Sunday, September 18, 2016

Advanced Tonga BIOS editing


I recently decided to spend some time to figure out some of the low-level details of how the BIOS works on my R9 380 cards.  A few months ago I had found Tonga Bios Editor, but hadn't done anything more than modify the memory frequency table so the card would default to 1500Mhz instead of 1375.  My goal was to modify the memory timing and to reduce power usage.

The card I decided to test the memory timing mods on was a Club3D 4GB R9 380 with Elpida W4032BABG-60-F RAM.  Although the RAM is rated for 6Gbps/1.5Ghz, the default memory clock is 1475Mhz.  In my previous testing I found that the card was stable with the memory overclocked well above 1.5Ghz, but the mining performance was actually slower at 1.6Ghz compared to 1.5Ghz.  Unfortunately Tonga Bios Reader does not provide a way to edit the memory timings aka straps, so I'd have to use a hex editor.


I've highlighted the 1500Mhz memory timing in the screen shot above.  I found it by searching for the string F0 49 02, which you first have to convert from little-endian to get 249F0, and then from hex to get 150,000, which is expressed in increments of .01Mhz.  The timing for up to 1625Mhz (C4 7A 02) comes after it, and then 1750Mhz (98 AB 02).  The Club3D BIOS actually has 2 sets of timings, one for memory type 01 (the number after F0 49 02), as and for memory type 02 (not shown).  This is so the same BIOS can be used on a card that can be made with different memory.  Obviously one type of memory the BIOS supports is Elpida, and from comparing BIOS images from other cards, I determined that memory type 02 is for Hynix.

To reduce the chance of bricking my card, the first time I modified only the 1625Mhz memory timing.  Since the default memory timing is 1475Mhz, my modified timing would only be used when overclocking the memory over 1500Mhz.  So if the the card crashed on the 1625Mhz timing, it would be back to the safe 1500Mhz timing after a reboot.  To actually make the change I copied the 1500Mhz timing (starting with 77 71) to the 1625Mhz timing.  After the change, the BIOS checksum is invalid, so I simply loaded the BIOS in Tonga Bios Reader and re-saved it in order to update the checksum.

I used Atiflash 2.71 to flash the BIOS since I have found no DOS or Linux flash utilities for Tonga GPUs.  After flashing the updated BIOS, I overclocked the RAM to 1625Mhz, and my eth mining speed went from just under 21Mh to about 22.5Mh.  To get even faster timings, I copied the 1375Mhz timings from a MSI R9 380 with Elpida RAM to the Club3d 1625Mhz memory timing.  That boosted my mining speed at 1625Mhz to slightly over 23Mh

I then tried a number of ways to improve the timing beyond 1625Mhz, but I found nothing that was both stable and faster at 1700Mhz.  Different cards may overclock better, depending on both the GPU asic and the memory.  Hynix memory seems to overclock a bit better than Elpida, while Samsung memory, which seems rather rare on R9 380 cards, tends to overclock the best.  The memory controller on the GPU also needs to be able overclock from 1475Mhz.  Unlike the simple voltage modding the Hawaii BIOS, there is no easy way to modify the memory controller voltage (VDDCI) on Tonga.  The ability to over-volt the memory controller would make it easier to overclock the memory speed beyond 1625Mhz.

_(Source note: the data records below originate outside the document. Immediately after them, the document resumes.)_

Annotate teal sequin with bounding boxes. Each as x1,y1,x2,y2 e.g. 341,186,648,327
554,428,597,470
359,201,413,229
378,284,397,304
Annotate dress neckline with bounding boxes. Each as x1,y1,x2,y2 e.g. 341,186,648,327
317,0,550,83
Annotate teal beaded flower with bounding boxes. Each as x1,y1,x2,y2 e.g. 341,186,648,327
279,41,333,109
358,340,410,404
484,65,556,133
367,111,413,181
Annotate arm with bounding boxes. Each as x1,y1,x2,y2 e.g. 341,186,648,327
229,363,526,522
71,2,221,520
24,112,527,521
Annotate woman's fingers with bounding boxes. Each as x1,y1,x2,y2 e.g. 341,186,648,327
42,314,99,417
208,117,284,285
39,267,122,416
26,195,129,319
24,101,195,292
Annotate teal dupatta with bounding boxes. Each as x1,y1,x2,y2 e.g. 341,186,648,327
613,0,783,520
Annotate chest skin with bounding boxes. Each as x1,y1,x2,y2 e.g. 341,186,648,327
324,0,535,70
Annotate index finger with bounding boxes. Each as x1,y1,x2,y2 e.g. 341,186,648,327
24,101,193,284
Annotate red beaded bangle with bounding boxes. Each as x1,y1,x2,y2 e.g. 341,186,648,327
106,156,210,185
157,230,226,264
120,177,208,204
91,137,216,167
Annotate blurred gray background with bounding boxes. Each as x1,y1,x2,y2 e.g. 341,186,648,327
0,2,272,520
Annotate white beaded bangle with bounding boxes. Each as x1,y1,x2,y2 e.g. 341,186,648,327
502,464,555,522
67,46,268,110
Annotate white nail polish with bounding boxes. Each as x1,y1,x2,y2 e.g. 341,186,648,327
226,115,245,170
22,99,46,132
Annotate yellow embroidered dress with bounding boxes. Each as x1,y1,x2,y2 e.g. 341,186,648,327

Since the Club3D BIOS supports both Elpida and Hynix memory, I improved the timing for both memory types.  This allows me to use a single BIOS image for cards that have either Elpida or Hynix memory.  It's also dependent on the card having a NCP81022 voltage controller, but all my R9 380 cards have the same voltage controller.  I've shared it on my google drive as 380NR.ROM if you want to try it (at the possible risk of bricking your card).  Atiflash checks the subsystem ID of the target card against the BIOS to be flashed, so it is necessary to use the command-line version of atiflash with the "-fs" option:
atiflash -p 0 380RN.ROM -fs

In addition to improving memory speeds, I wanted to reduce power usage of my 380 cards.  On Windows it is possible to use a tool like MSI Afterburner to reduce the core voltage (VDDC), but on Linux there is no similar tool.  To reduce the voltage in the BIOS, modify value0 in Voltage Table2 for the different DPM states.  After a lot of experimenting, I made two different BIOSes with different voltage levels since some cards under-volt better than others.  The first one has 975, 1050, and 1100 mV for dpm 5, 6, & 7, while the other has 1025, 1100, & 1150 mV.  These are also shared on my google drive as 380NR1100.ROM and 380NR1150.ROM.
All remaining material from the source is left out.